HelpAge International works in partnership with local organisations in the region who have been overwhelmed by the level of need after two devastating earthquakes and 12 years of war. They are particularly concerned that humanitarian response programmes do not take into consideration the needs of older people, including those with disabilities, who often struggle with the impact of living in camps.

The whole population of northern Syria feels forgotten by the international community, but older disabled people feel that they are the forgotten of the forgotten. There seems to be a general apathy to help people in this war-affected region. And the funding that is available sadly ignores their specific needs,

Karim Alqassab, response manager at HelpAge International.

Older people with mobility issues and disabilities are housed in shelters that are largely inaccessible and overcrowded, or tents where they are adversely affected by extremes in temperatures. There is little funding for assistive devices, such as walking sticks and wheelchairs; and there is very little funding for medicines needed to treat chronic diseases, such as cancer, heart disease and diabetes.

Mohammed Yousef Ramdan (70) lives with his 68-year-old wife in a tent in a displaced people’s camp. They have been displaced so many times since the war began that they can’t remember.

It’s very hard living here; we have to sleep on the floor. We often only get a couple of hours of sleep a night... Sometimes the tent falls on top of us in the middle of the night. We have to go outside to the toilet and many times we have slipped. My wife has diabetes, but we can’t get the medication she needs at the clinic. It has to be paid for and we have no money. Sometimes we don’t eat, so we can afford the medication.
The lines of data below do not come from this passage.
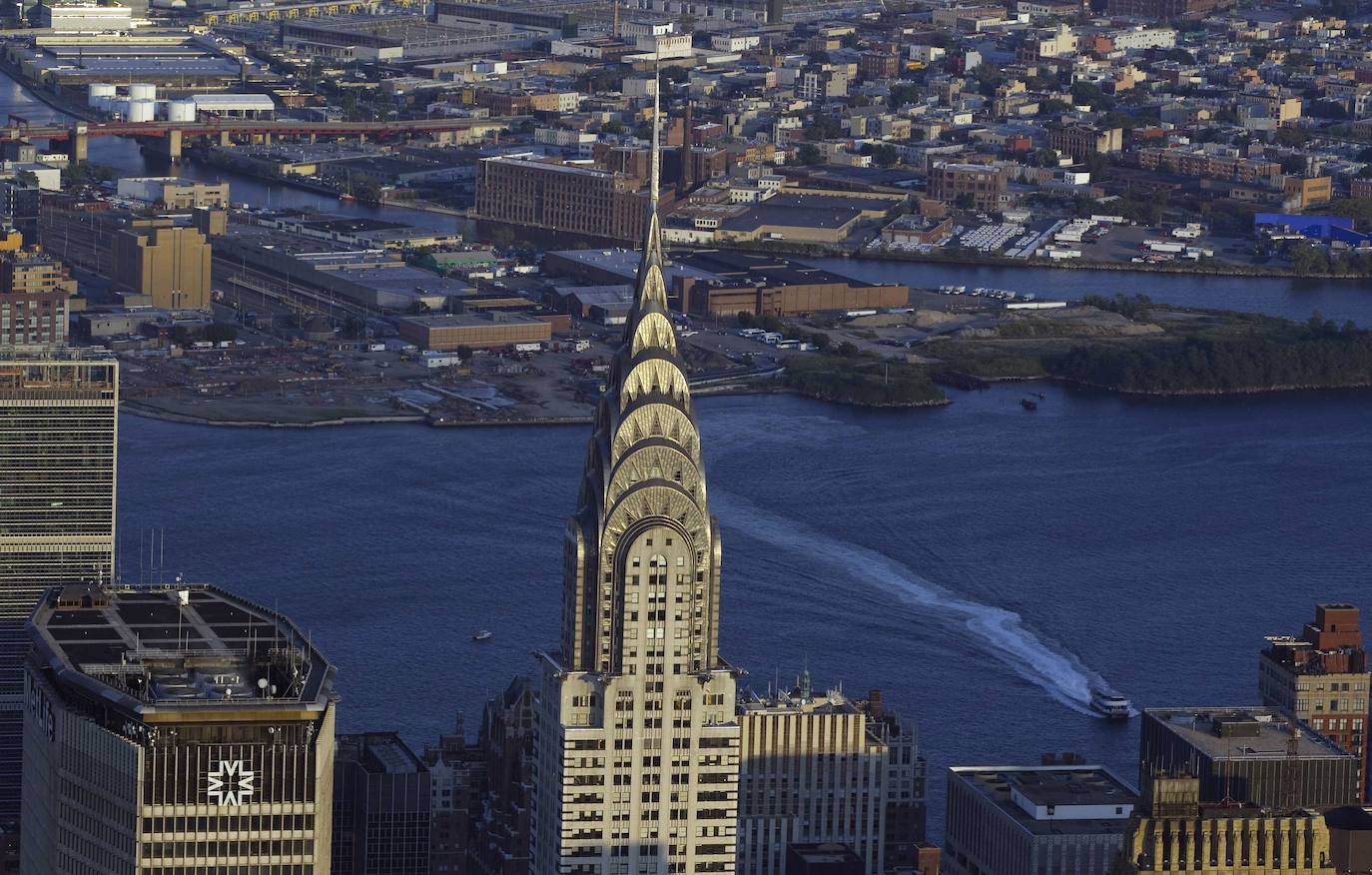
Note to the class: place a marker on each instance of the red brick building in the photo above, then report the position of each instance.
(1321, 677)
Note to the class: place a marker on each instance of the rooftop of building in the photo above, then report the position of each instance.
(1243, 732)
(173, 647)
(377, 753)
(399, 279)
(1052, 800)
(597, 295)
(732, 267)
(470, 320)
(799, 212)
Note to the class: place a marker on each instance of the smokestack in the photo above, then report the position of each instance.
(683, 179)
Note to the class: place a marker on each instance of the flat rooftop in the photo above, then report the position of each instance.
(470, 320)
(1081, 790)
(1242, 732)
(175, 647)
(377, 753)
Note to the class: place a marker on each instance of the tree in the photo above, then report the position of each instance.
(1309, 258)
(808, 154)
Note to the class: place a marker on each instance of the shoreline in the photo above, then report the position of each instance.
(136, 409)
(1229, 271)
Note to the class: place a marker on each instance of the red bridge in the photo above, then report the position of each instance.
(77, 133)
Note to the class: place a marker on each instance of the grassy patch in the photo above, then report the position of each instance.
(862, 381)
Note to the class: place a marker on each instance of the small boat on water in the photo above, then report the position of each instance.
(1110, 705)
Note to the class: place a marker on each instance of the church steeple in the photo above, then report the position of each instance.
(642, 518)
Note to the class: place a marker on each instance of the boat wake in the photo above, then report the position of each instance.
(1002, 634)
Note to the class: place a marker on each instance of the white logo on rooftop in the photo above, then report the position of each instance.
(231, 783)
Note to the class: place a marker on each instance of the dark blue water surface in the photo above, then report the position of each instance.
(1291, 298)
(980, 564)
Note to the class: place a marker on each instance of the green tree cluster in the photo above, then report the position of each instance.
(861, 381)
(1316, 354)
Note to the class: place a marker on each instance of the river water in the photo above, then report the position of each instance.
(980, 564)
(1290, 298)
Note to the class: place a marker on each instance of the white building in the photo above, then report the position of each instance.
(819, 769)
(85, 18)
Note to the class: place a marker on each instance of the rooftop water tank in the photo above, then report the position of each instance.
(182, 110)
(99, 89)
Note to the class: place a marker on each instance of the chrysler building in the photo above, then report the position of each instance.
(638, 742)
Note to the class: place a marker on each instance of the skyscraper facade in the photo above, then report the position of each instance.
(172, 731)
(826, 769)
(381, 807)
(638, 741)
(58, 435)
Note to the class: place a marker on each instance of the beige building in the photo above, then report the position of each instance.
(168, 262)
(638, 741)
(175, 192)
(479, 331)
(1084, 140)
(175, 730)
(35, 293)
(1180, 835)
(58, 412)
(826, 769)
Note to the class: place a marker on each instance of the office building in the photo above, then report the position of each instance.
(175, 730)
(19, 203)
(175, 192)
(380, 807)
(1166, 10)
(1350, 838)
(479, 331)
(638, 739)
(558, 198)
(457, 786)
(1081, 142)
(84, 18)
(58, 441)
(826, 769)
(506, 741)
(1321, 677)
(1174, 831)
(1034, 820)
(35, 290)
(1249, 754)
(169, 264)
Mohammed Yousef Ramdan (70).

According to the UN’s Humanitarian Needs Overview 2023, ninety-two per cent of individuals older than 59 have disabilities. Fifty-five per cent of households headed by an older person over the age of 60 expressed different priority needs than the rest of the population, such as the need for health services, medicine and/or specific services related to their disability. These figures represent the whole of Syria, but the situation is particularly dire for older and disabled people in the northwest.

HelpAge, through its local partners, regularly consults with older people and are constantly told about the importance of providing them with cash, which gives them the dignity to buy what they need, not just to receive what organisations think they might need.

Older people are overlooked, despite the valuable contributions they can make in responding to crises and the important roles they play in their families and communities such as caregivers for children or other adults.

“Older people have suffered too much throughout the years of war in Syria and they deserve better,” concludes Karim. “As many emergency lifesaving assistance programmes come to an end, it is vital that more medium and longer-term solutions are put in place that will allow older and disabled people to live with dignity, helping them to recover from years of crisis and be more resilient to future ones.”